ECLI:NL:HR:2012:BX9532
Hoge Raad
- Cassatie
- A.J.A. van Dorst
- B.C. de Savornin Lohman
- N. Jörg
- Rechtspraak.nl
Oordeel over niet-ontvankelijkheid van het Openbaar Ministerie in verband met overschrijding van de redelijke termijn
In deze zaak heeft de Hoge Raad op 13 november 2012 uitspraak gedaan in een cassatieprocedure tegen een arrest van het Gerechtshof te Amsterdam. De verdachte had beroep ingesteld tegen een eerdere uitspraak, waarbij het Hof verzuimd had te beslissen op het beroep van de verdediging inzake de niet-ontvankelijkheid van het Openbaar Ministerie (OM) wegens overschrijding van de redelijke termijn.

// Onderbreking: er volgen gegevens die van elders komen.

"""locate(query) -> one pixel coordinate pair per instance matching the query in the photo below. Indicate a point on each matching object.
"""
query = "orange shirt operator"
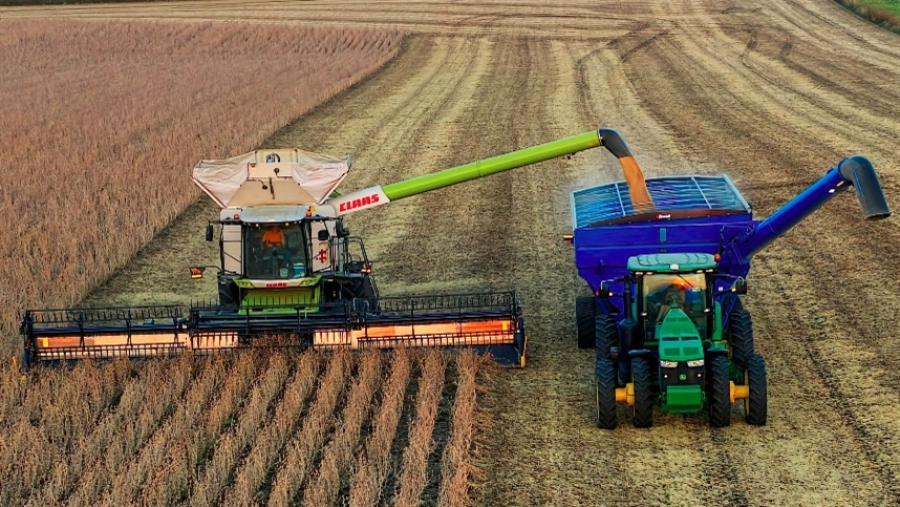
(273, 237)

De verdediging stelde dat de redelijke termijn, zoals bedoeld in artikel 6, eerste lid, van het Europees Verdrag voor de Rechten van de Mens (EVRM), was overschreden. De Hoge Raad oordeelde dat de klacht van de verdediging gegrond was, maar dat dit niet leidde tot cassatie. De Hoge Raad verduidelijkte dat overschrijding van de redelijke termijn niet automatisch leidt tot niet-ontvankelijkheid van het OM in de vervolging. Dit oordeel is in lijn met eerdere jurisprudentie, waarin is vastgesteld dat de overschrijding van de redelijke termijn geen rechtsgevolg met zich meebrengt in deze context.
De Hoge Raad heeft ambtshalve de bestreden uitspraak beoordeeld en vastgesteld dat er meer dan twee jaar waren verstreken sinds het instellen van het cassatieberoep. Ondanks deze overschrijding van de redelijke termijn, en rekening houdend met de opgelegde taakstraf van een uur, subsidiair een dag hechtenis, was er geen aanleiding om aan het oordeel dat de redelijke termijn was overschreden enige rechtsgevolg te verbinden. De Hoge Raad besloot dan ook om het beroep van de verdachte te verwerpen, zonder verdere motivering, aangezien het middel niet noopt tot beantwoording van rechtsvragen in het belang van de rechtseenheid of de rechtsontwikkeling.